第7話 調べ物

 朝日に照らされながら俺とユリアはミーシャを連れて教会まで戻って来ていた。明日、ユリアとエルフの森について会談をするという約束をし、グラウスとは城で別れた。


 今日はゆっくり休もう。流石に疲れた。


 そんな事を思いながら自分達の部屋のベッドへと腰掛ける。


「ここがソラの部屋?」


「うーん。他の人も一緒に使ってるし、そもそも借りてるだけだから、まあ、みんなの部屋かな」


 部屋を見渡すミーシャ。明るい所で改めて見ると、やっぱり大きくなった気がする。


 それもそうか…約一年経った訳だしな…。


 俺はミーシャを見ながらそんな感想が出てきた。まるでおじさんみたいな感想だ。

 でも、一年。一年も時間が掛かってしまった。子供の頃の一年というのはかなり大きな意味のある一年の筈だ。その一年を失わせてしまった。

 どうやらダリウス・フィールと何かあったみたいだから何か学べることがあったのかもしれないが……まさか、ミーシャが泣くとは思わなかった。今は元気なようだが…。


「取り敢えず、今日はもう休もっか」


「ああ、そうだな」


 ユリアの言葉に俺は同意した。すると、ミーシャがユリアの方へ寄って行った。


「あの、もしかして…エルフさん?」


 首を傾げながら聞くミーシャ。すると、ミーシャの目線まで合わせたユリアは、


「そうよ。でも、私は普通のエルフじゃなくて、ハーフエルフなの」


「ハーフエルフ?」


「そう。私のおじいちゃんがハーフエルフだから正確には私はハーフじゃないんだけど…って分からないよね。ごめんごめん」


 そう言って難しい顔をしていたミーシャの頭を撫でるユリア。すると、ミーシャは嬉しそうな顔をして照れている。

 

 ユリアってハーフエルフだったのか…そういえば、サイラスの奴がそんな事を言っていたっけ?
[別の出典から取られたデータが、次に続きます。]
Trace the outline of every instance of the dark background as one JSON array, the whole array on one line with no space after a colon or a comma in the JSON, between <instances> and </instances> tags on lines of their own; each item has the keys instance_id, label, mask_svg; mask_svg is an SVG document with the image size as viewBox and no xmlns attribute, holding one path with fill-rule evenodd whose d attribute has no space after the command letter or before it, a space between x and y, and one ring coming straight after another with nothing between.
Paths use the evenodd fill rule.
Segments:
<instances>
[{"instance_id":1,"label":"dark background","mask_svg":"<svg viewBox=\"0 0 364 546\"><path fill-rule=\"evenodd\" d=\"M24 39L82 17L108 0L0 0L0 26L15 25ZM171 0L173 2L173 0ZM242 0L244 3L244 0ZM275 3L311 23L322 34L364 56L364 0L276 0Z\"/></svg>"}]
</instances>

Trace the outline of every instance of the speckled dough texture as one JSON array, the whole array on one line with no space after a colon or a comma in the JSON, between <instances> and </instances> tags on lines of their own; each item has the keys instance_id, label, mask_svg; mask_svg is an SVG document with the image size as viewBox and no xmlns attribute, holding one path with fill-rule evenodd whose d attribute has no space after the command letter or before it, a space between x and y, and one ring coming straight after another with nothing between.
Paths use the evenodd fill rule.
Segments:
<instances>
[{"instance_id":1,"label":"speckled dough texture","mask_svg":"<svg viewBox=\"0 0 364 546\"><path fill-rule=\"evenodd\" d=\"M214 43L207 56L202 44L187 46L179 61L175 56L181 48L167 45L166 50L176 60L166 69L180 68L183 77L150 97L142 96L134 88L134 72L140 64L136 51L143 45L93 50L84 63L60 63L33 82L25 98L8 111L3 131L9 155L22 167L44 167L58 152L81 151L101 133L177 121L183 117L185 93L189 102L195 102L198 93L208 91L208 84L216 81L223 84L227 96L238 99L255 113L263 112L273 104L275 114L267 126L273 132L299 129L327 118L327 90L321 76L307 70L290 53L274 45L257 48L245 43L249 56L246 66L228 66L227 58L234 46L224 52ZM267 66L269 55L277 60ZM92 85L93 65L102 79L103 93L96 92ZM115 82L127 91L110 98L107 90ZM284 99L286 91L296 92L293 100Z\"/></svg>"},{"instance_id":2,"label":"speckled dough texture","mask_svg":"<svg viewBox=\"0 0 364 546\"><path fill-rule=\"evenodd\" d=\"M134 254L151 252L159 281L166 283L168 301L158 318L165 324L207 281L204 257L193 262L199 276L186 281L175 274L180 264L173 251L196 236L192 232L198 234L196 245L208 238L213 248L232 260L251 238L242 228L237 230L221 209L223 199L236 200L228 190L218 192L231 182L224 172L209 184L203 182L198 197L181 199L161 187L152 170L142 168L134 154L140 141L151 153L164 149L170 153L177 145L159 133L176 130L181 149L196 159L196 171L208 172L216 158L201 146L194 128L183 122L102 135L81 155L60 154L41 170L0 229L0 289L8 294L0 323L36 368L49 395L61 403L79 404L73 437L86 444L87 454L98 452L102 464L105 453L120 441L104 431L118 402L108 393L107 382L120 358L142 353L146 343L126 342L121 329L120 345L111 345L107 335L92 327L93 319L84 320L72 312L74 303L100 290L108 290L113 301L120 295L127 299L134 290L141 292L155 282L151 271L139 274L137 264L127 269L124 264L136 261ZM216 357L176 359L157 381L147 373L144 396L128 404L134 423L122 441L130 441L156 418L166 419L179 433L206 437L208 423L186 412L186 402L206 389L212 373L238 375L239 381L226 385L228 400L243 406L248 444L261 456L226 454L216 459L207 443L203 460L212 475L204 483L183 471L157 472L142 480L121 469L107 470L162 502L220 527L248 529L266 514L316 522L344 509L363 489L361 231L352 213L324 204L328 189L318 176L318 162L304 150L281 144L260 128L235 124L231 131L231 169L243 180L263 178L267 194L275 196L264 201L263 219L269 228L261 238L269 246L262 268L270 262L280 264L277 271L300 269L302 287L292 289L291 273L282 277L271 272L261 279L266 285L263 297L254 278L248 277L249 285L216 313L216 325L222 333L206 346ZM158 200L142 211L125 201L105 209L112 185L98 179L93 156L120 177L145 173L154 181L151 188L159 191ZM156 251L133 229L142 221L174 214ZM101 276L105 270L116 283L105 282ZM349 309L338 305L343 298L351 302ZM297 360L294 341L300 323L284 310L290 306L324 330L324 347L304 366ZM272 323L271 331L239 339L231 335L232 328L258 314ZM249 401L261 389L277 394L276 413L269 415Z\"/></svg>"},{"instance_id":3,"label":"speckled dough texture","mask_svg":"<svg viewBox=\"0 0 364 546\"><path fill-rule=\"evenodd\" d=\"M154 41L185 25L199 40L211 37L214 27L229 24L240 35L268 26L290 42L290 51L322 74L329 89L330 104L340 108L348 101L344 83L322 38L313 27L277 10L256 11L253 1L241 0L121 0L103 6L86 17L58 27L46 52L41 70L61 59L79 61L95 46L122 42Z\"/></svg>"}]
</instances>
「そろそろ寝ましょうか。ベッドはまだ余ってるみたいだから空いてるのを使って寝てね。貴方ももう眠いでしょ?」


「うん」


「じゃあ、おやすみなさい」


「…あの、私はミーシャ。貴方の名前は?」


「ああ、そっか…まだ名前を教えて無かったか…私はユリアよ。よろしくね、ミーシャちゃん」


「うん!あの…ユリアと一緒に寝ていい?」


「えっ?!良いけど…狭いよ?」


「大丈夫!一緒に寝よう!」


 そう言うとミーシャとユリアの二人は同じベッドに横になった。

 俺はそんな微笑ましい光景を見ると、自分のベッドに横になる。ユリアとミーシャの内緒話が聞こえてきたが、少しするとそれも聞こえなくなった。恐らく眠ったのだろう。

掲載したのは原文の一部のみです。